Il manoscritto del racconto, trovato tra le carte di Piero Chiara, occupa quattro fogli provenienti da uno dei blocchi 22x28 su cui Chiara amava scrivere. I primi due fogli e l’inizio del terzo sono scritti a matita e, oltre a varie correzioni a matita, presentano alcuni interventi a penna biro, fatti in due epoche successive, come dimostra la diversità dell’inchiostro, che è prima blu e poi nero. La quasi totalità del terzo foglio e le poche righe del quarto, invece, sono scritte a biro. La parte del racconto scritta a matita è databile alla seconda metà degli anni Settanta: a quell’epoca conducono sia la grafia sia l’accenno, nel testo, a «questi giorni, pieni di rapine, di sequestri di persona, di carneficine e di fluttuazioni monetarie».

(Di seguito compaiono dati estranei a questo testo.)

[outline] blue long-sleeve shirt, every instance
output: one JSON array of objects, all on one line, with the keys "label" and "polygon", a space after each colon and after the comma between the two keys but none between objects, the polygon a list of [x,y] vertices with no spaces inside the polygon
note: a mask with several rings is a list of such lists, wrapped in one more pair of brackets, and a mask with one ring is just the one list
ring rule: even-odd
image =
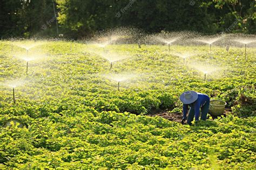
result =
[{"label": "blue long-sleeve shirt", "polygon": [[208,96],[200,93],[197,93],[198,98],[194,103],[190,104],[183,104],[183,118],[186,118],[187,116],[188,105],[191,109],[194,110],[196,120],[199,120],[199,110],[206,102],[210,102],[210,98]]}]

La parte scritta a penna, risale invece a metà anni Ottanta, probabilmente al 1985-1986: lo lasciano intuire sia l’aggiunta «per nuovo Pierino» che Chiara pone in testa al proprio foglio sia il fatto che proprio in quel periodo prese corpo la sua decisione di comporre nuovi racconti dedicati al bambino che era stato. In quei mesi, infatti, è probabile che oltre a scrivere nuovi racconti o a riadattarne altri in vista della pubblicazione postuma, della raccolta «Pierino non farne più!», Chiara abbia recuperato questo testo che, per il suo contenuto, ben si addiceva al progetto. Agli stessi mesi risale anche la prima serie di correzioni a biro blu, come l’intera parte aggiunta. La seconda serie di correzioni, fatta con una biro diversa - la biro con l’inchiostro nero che Chiara usava quando lavorava nel suo appartamento di Varese -, è pressoché contemporanea alla prima. Il racconto così come ci è pervenuto, nonostante la sua sostanziale compiutezza narrativa, non è finito.
Nelle intenzioni di Chiara esso doveva proseguire con un episodio relativo a una delle battaglie combattute con un secchiello del latte sulla via del ritorno a casa: una battaglia in cui Pierino si misurava con un bambino «dalla faccia a luna piena», un certo Cereda, che però, pur di salvare il latte, evitava lo scontro scappando o posando a terra il suo secchiello e stando lì ad aspettare di prenderle; quel bambino Chiara l’avrebbe poi rivisto «40 anni dopo». Di questo sviluppo del racconto abbiamo testimonianza diretta attraverso le brevi note che Chiara appunta nelle cinque righe vergate con la biro blu e quindi all’epoca della prima revisione; «Metteva le monete in terra e scappava, Cereda, il bonaccione dalla faccia a luna piena. Se aveva il secchiello pieno lo posava e aspettava gli schiaffi, pur di salvare il latte. Lo ritrovo 40 anni dopo, dove? Come? Chi? Sala? Ant. Scaletta». E a dimostrazione che aveva proprio in mente di andare avanti, sotto queste note preparatorie traccia, da una parte all’altra del foglio, una lunga riga orizzontale, va a capo e scrive: «Una volta...». Il racconto è anepigrafo. Il titolo «Il secchiello del latte» è nostro. *** Il racconto (F. Nastro Editore, Varese) è dedicato a tutti i Pierini che nei prossimi giorni andranno a scuola per la prima volta. Il piccolo protagonista del racconto è un Pierino di nome e di fatto: chi volesse farsi un idea di che tipo fosse, dia un’occhiata alla fotografia qui sopra che lo ritrae a cinque anni e mezzo, poco tempo prima che iniziasse la sua burrascosa carriera scolastica, e si legga la storia delle sue "avventure" così come lui stesso le ha raccontate una volta diventato grande in un libro giustamente diventato famoso: «Le avventure di Pierino».